Les mannequins sont sous-payés par leur agence. «Je gagne à peine 15.000 F CFA dans un défilé international. Parfois, on ne nous paies pas le même jour. J’ai honte de moi. Je quitte de chez moi à 19h pour rentrer à 4h du matin soit en moto si elle est en bonne état ou à pied. Certains me prennent pour une prostituée » affirme R.Z La plupart des mannequins travaillaient sans contrat et étaient payés par prestation en reversant une commission à l’agence. Que gagne l’agence ? Et quel cachet remet-il aux mannequins ? Pourquoi les mannequins ne s’organisent-ils pas en association pour défendre leur profession et notamment leur rémunération? Pourquoi font-ils allégeance aux agences? Pourquoi ne possèdent-ils pas des agents (Managers)? «On nous voit bien habillé sur scène lorsqu’on défile sur le T. Mais dès qu’on descend, nous reportons nos haillons. C’est au mannequin de se débrouiller dans ses tenues. Notre alimentation, le sport, les mesures diététiques, les soins de beauté etc. sont pris en charge par nous-mêmes, lorsque nous n’avons pas été choisi à un casting» renchérit-elle.
Malgré les incroyables pièces de haute couture dans lesquelles elles prennent la pose, les mannequins n’ont absolument pas le droit de les garder pour elles. La plupart des gens pensent que les mannequins passent leurs journées à se pavaner devant l’objectif des photographes. En réalité, beaucoup d’entre elles, ont du mal à obtenir un travail régulier et même à joindre les deux bouts. Il y a souvent des périodes où c’est le calme plat, durant lesquelles elles doivent se contenter de passer des castings pour tenter de gagner leur vie.
Mais après dix ans voire quinze de carrière, il va falloir passer à autre chose et surtout tourner la page.

Difficile de voir au Burkina Faso, des mannequins qui passent le cap de l’international sur les grands T ou les grandes marques de vêtements et de produits. Le marché est souvent extrêmement rude et même parfois xénophobe et raciste.
Néanmoins sur le plan local ; après avoir écumé la plupart des podiums et porté les plus grandes créations des stylistes, l’heure de la reconversion doit sonner. Il ne sert absolument à rien de se cantonner dans le rôle de simple poupée jusqu’à l’âge de 40 ans, 50 ans et plus.

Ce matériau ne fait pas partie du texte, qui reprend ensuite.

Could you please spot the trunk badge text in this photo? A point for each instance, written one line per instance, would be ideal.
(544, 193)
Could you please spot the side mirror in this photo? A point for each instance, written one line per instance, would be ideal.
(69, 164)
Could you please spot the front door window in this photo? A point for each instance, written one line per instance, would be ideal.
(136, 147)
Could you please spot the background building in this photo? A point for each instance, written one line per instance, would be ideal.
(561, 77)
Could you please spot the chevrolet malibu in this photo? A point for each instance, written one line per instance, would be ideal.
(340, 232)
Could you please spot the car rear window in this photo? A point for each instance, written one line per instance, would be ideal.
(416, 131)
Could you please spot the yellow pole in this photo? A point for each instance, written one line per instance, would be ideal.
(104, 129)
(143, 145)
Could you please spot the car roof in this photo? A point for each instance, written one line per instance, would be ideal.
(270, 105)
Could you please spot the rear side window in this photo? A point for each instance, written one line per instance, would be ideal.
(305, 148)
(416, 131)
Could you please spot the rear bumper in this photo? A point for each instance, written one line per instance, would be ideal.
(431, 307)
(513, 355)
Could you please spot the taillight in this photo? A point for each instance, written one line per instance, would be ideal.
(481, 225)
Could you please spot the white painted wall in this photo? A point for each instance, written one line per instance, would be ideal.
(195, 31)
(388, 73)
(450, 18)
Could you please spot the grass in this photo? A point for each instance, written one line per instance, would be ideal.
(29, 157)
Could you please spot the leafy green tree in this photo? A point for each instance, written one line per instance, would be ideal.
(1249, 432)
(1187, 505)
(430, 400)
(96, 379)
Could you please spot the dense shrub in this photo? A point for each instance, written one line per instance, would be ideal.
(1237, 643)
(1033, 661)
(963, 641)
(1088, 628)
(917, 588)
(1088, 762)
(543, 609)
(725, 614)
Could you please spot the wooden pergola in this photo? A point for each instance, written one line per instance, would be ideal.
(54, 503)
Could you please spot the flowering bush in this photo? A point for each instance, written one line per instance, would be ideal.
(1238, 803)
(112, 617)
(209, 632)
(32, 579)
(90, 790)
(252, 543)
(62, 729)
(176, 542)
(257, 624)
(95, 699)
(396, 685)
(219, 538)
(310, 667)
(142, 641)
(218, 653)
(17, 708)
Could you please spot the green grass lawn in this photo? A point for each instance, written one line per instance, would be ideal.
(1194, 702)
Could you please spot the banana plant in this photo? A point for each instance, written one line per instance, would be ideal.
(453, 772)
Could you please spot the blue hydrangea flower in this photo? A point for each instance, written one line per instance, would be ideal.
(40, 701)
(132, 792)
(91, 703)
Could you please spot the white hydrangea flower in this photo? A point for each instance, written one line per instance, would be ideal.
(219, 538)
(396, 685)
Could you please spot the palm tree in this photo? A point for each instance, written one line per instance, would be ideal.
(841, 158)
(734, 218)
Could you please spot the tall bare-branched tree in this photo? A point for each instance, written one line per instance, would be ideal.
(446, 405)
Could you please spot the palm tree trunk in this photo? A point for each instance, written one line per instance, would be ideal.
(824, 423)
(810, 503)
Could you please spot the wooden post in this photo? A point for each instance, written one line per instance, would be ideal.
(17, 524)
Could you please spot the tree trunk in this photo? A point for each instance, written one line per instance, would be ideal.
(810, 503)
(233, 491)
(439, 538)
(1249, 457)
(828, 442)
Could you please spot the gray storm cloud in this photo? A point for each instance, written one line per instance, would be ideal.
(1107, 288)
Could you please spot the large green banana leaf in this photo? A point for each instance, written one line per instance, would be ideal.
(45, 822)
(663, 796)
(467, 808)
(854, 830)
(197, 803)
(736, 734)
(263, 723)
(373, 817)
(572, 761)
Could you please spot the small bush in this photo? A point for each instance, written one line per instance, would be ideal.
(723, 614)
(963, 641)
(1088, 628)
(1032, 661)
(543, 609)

Comme ouverture, il faut souvent être ambitieux et tisser des relations avec des stylistes et autre promoteurs. On ne peut passer une dizaine d’années à présenter sa beauté et ne pas pouvoir s’infiltrer dans le milieu des affaires en ouvrant des boutiques de prêt-à-porter ou des instituts de beauté. Pourquoi ne pas mettre votre sens inné de l’élégance, de l’énergie créatrice au service de la mode ?

L’autre débouché peut-être la télévision, le grand écran et la musique. Le meilleur atout des mannequins, c’est leur beauté et leur bonne présentation. Leur beauté, leur corps et leur aura peuvent être des gages d’audiences pour des téléspectateurs. De leurs années de mannequinat, ces mannequins ont conservé une prestance télégénique et surtout un corps bien fait. Ce sont des arguments et des valeurs ajoutées pour réussir à un casting télé ou cinématographique.